Till about a decade ago most banks in India offered only traditional banking products-opening savings /current accounts and fixed deposits, loans, credit lines etc. Major part of the revenue was from the spread between the rate of interest offered on deposits from customers (funds borrowed) and the rate of interest charged on loans (funds lent).
Going beyond just transaction oriented banking –
Greater competition in the form of new private sector banks being formed, foreign banks opening branches in India, dwindling interest income and increased customer expectations made it necessary for banks to go beyond just transaction oriented banking and look at other sources of revenue .This resulted in banking foraying in to selling third party products like mutual funds ,insurance , bonds etc and slowly graduating to relationship oriented banking to private banking to wealth management and then to financial planning.
Today most of the private and foreign sector banks, and even the public sector ones are setting up dedicated financial planning outfits complete with qualified professional planners, a strong research team, customer service staff, and the other infrastructure. Banks are also focusing on training their existing manpower for developing the required skills in financial planning. One such initiative has been the IIBF (Indian Institute of Banking and Finance) collaborating with FPSB (Financial Planning Standards Board) in India to develop a specialized postgraduate diploma course in financial advising aimed at bankers.
The future potential-
The world wealth report 2011 by Capgemini and Merrill Lynch Global Wealth Management says –
- Globally, HNWIs’ financial wealth grew 9.7% in 2010 to reach US$42.7 trillion, surpassing the 2007 pre-crisis peak.

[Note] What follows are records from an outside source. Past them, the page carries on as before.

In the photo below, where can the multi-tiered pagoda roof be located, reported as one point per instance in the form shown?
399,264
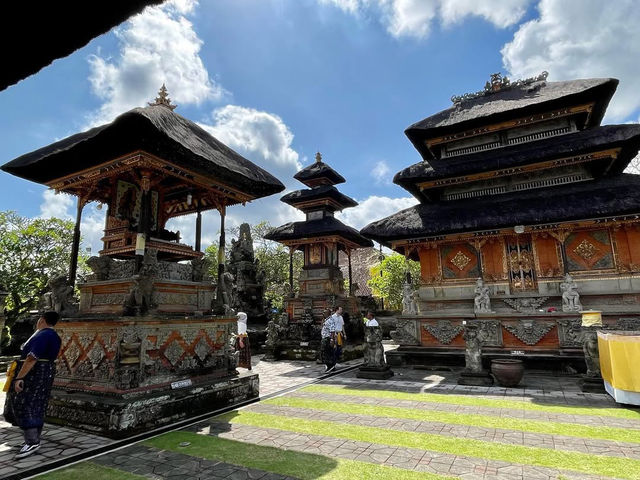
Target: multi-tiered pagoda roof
528,153
319,203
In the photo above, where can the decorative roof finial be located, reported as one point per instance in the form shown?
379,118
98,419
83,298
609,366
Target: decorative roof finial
499,83
163,99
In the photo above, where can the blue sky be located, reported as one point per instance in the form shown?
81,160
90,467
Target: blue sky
278,80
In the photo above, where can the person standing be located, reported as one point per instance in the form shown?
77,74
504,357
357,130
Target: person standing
340,335
328,342
29,393
242,342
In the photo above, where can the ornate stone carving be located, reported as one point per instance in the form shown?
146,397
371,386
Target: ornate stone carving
529,331
473,349
489,332
591,353
460,260
373,350
570,295
173,352
630,323
569,332
406,332
525,304
481,302
445,331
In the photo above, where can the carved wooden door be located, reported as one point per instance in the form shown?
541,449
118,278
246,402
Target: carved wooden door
521,264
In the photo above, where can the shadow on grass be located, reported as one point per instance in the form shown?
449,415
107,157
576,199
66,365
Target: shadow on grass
270,459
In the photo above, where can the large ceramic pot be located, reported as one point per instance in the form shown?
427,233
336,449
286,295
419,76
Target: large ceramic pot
508,371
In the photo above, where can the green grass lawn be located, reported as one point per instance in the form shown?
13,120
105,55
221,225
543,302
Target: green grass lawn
474,401
485,421
559,459
305,466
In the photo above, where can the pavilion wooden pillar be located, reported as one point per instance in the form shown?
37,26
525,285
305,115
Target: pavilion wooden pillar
144,224
199,232
219,290
291,249
75,246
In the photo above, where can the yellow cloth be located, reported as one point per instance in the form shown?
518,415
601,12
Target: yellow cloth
619,359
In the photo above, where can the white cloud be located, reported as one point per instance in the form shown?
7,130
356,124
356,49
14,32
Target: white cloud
57,205
64,206
158,46
374,208
257,133
415,18
380,172
582,39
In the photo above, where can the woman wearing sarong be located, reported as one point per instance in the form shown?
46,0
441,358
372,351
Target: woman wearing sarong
29,392
242,342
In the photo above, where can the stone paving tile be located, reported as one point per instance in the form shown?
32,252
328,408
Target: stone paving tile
492,411
413,459
157,464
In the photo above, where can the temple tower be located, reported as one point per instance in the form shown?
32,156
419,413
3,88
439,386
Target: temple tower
320,237
525,219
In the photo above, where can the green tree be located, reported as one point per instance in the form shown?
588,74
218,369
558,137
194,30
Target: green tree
32,250
389,284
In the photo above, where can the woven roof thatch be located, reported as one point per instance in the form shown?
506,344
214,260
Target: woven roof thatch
319,170
596,139
44,31
611,196
317,193
316,228
514,103
156,130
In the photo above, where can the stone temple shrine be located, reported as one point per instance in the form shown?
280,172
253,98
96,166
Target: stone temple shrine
321,237
149,342
525,220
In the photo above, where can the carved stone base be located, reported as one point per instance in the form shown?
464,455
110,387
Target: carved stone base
480,379
592,385
310,352
375,373
120,416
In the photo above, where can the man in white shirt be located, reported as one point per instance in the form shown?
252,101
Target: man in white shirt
340,336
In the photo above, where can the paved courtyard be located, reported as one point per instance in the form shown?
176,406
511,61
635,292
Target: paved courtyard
419,422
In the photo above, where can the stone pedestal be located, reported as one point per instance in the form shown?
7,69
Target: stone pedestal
478,379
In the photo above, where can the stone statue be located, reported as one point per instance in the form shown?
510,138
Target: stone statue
570,295
409,304
200,269
373,349
60,297
473,349
591,352
481,302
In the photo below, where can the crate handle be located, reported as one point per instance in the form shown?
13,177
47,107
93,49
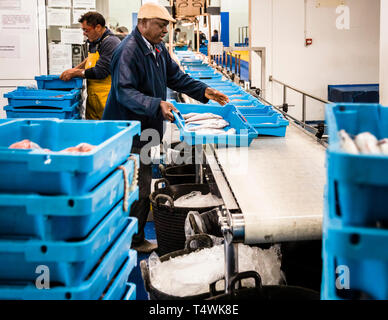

- The population of HNWIs in Asia-Pacific, at 3.3 million individuals, is now the second-largest in the world.
- India’s HNWI population entered the Top 12 for the first time.
Inspite of the growing population of high net worth individuals, the market for investment products in India is unorganized and largely broker driven, with a large chunk of the wealth in the country being managed by hundreds of small time agents and brokers. This puts the banks, with their wide branch networks and huge existing customer base, in a very favourable position to go out and tap this wealth.